By JOHN ISSA
Over the years, I have written about exchange controls and why they should be removed a number of times. Unfortunately, my reasoning has not convinced those in authority.
The first time I raised the matter was way back in the early 90s. What was first proposed was the removal of all exchange controls in order to free up the foreign assets hidden abroad by Bahamians so that they could be openly invested in The Bahamas.
It would also slow down - or even stop - the flow of foreign exchange which continues to leave the country, even though it is illegal. The removal would have to be combined with retroactive approval of all the actions taken by Bahamians in the past which were in breach of the exchange control regulations at the time.

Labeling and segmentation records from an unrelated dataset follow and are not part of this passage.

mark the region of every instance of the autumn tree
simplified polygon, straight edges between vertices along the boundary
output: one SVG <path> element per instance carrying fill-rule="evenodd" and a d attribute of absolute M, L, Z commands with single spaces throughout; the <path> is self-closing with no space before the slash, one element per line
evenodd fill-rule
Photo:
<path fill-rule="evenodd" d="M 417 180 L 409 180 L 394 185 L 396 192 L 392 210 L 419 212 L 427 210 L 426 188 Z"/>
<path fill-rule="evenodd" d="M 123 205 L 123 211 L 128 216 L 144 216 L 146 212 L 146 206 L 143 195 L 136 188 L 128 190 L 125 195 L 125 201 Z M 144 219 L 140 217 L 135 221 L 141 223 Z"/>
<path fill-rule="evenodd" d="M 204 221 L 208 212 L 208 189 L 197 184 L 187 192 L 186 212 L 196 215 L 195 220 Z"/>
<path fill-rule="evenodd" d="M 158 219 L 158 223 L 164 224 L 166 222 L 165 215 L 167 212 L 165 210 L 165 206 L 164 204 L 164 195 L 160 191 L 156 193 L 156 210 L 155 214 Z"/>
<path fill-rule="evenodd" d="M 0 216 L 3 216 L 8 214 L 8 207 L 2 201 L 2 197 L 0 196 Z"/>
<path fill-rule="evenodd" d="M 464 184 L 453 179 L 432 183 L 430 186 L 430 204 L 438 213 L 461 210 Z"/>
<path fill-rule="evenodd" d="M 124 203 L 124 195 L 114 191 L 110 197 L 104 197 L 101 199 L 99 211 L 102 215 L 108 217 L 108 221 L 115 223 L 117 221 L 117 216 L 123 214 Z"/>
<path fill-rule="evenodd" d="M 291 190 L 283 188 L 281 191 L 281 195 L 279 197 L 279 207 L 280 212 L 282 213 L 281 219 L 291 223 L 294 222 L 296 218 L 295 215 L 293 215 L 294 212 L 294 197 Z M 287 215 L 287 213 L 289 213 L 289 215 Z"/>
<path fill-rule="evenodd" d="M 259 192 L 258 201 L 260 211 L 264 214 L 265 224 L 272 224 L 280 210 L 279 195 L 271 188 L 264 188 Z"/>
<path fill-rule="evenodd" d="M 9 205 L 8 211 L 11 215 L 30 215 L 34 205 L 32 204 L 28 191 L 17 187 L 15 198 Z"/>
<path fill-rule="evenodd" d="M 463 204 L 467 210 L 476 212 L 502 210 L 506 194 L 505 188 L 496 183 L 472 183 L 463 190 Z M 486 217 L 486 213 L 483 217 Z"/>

Those opposed to this suggestion have waved, and continue to wave, the fear of certain devaluation in front of the authorities and the public as a consequence of lifting exchange control regulations. This fear is unfounded. The cause of the devaluation of a currency is the printing of too much of that currency, usually by governments seeking an easy short-term solution to political pressure. This can be prevented by legislation.
The other argument put forward by opponents of removal is that the government would lose the profit it makes charging a fee for supplying foreign exchange from the Central Bank. This can easily be recovered by the appropiate foreign tranaction fees.

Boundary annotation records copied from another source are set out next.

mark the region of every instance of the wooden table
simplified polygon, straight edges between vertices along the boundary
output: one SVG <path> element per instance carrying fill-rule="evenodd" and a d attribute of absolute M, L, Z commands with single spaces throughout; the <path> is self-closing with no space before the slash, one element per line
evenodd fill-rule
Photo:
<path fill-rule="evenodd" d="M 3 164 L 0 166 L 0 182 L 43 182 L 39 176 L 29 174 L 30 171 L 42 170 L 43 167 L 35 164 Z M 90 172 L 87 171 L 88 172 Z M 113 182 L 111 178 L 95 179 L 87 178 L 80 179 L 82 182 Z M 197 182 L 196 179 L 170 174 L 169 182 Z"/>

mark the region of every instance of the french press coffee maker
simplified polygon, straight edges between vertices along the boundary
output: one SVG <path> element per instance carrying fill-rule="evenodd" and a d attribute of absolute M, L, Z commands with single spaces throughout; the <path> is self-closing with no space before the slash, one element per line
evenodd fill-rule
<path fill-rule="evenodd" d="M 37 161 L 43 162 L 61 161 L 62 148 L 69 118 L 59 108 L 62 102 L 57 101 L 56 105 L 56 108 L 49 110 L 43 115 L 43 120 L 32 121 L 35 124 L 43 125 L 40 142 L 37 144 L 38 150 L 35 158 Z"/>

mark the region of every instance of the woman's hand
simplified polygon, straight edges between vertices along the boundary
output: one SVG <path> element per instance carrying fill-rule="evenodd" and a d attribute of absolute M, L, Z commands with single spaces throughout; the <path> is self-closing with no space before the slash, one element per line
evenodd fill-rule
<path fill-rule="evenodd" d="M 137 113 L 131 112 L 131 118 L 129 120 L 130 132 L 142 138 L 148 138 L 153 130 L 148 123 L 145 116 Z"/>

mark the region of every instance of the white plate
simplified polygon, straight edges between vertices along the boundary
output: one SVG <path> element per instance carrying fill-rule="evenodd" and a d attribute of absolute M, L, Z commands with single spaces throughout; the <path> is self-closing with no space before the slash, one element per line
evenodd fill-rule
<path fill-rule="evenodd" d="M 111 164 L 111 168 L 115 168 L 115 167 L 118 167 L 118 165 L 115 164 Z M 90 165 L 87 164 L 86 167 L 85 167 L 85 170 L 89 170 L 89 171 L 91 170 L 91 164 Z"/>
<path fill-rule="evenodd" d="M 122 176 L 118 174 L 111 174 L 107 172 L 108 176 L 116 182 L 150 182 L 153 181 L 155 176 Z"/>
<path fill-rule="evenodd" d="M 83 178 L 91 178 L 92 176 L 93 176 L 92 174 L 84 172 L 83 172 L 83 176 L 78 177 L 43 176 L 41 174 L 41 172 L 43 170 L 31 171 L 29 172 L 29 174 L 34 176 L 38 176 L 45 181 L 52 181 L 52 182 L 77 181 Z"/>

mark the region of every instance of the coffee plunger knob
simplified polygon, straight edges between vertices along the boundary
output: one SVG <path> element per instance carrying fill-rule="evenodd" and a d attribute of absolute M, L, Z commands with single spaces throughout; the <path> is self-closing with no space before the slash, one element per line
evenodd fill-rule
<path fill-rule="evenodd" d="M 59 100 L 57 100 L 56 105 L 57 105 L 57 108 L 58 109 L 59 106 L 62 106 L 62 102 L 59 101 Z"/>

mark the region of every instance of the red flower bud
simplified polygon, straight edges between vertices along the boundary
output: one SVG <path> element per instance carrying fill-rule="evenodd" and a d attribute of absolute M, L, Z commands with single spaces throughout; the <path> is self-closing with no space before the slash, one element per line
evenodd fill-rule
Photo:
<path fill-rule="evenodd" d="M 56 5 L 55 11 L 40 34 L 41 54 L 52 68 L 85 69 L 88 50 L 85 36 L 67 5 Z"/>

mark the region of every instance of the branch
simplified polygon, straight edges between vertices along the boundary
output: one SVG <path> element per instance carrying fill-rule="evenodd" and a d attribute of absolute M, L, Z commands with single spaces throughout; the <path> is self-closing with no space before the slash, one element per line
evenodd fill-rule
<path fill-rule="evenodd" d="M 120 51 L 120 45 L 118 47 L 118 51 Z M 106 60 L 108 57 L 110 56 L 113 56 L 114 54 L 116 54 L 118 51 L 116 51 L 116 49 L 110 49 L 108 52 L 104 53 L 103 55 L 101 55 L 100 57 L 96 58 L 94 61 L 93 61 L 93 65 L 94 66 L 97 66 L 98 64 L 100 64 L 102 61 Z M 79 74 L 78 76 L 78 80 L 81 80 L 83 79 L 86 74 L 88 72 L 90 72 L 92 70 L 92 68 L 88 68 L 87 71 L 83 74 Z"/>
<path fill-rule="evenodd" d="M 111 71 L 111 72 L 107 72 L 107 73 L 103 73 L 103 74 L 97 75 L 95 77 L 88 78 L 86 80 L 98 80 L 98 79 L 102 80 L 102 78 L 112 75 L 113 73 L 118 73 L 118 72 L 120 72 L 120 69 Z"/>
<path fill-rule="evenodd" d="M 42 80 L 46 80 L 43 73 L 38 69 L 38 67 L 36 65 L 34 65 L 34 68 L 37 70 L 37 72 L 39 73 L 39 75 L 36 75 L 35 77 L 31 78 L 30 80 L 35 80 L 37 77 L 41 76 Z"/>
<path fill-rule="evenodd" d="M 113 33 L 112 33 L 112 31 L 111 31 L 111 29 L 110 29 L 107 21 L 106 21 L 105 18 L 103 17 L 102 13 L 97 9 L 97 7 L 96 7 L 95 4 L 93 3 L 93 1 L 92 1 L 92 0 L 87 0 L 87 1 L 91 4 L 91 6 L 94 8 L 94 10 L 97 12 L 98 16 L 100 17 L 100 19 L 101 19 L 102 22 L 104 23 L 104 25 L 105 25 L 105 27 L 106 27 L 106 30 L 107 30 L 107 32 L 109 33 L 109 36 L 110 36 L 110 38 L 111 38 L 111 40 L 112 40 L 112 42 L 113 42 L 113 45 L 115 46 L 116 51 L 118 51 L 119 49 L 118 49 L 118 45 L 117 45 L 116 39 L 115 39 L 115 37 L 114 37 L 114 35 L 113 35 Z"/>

It should be noted that the Cayman Islands have had no exchange controls for decades and their currency has been stable. When local currency is in short supply the government or private companies or individuals just have to borrow or find investors with foreign currency. In fact it is often cheaper to finance projects with foreign currency.
As an interim step in order to achieve some of the benefits, I suggested that we allow Bahamians with foreign assets to invest them in The Bahamas with the same right of repatriation of capital and income, to the country from which they were sourced, as a foreign investor would have. This is not as beneficial as a complete removal of exchange controls but it would be a good first step.
For the life of me, I can’t understand why we don’t want to free up the hundreds of millions of dollars of foreign assets held offshore by Bahamians so that The Bahamas can benefit from them. We seem to be always chasing foreigners to invest in The Bahamas. Why not start chasing Bahamians with foreign assets so to do.
• John Issa is executive chairman of SuperClubs. He is writing regularly in The Tribune.
Comments
Well_mudda_take_sic 8 years, 10 months ago
This cunning conniving twit Issa has been circumventing Bahamas exchange control regulations ever since Breezes established operations in the Bahamas. He keeps U.S. dollar revenue associated with his Bahamas operations outside of the Bahamas through his clever manipulation of inter-company account transactions within his multi-jurisdictional organization. In short, he has perfected the art of cheating our country's receipt of foreign currency to bolster its foreign currency reserves for his own self-gain to the detriment of our country's finances. And what's even worse, both Christie and the Central Bank of The Bahamas (previously under Wendy Craigg and before her James Smith) have all along known about Issa's great disdain for holding what he (Issa) considers to be worthless Bahamian dollars!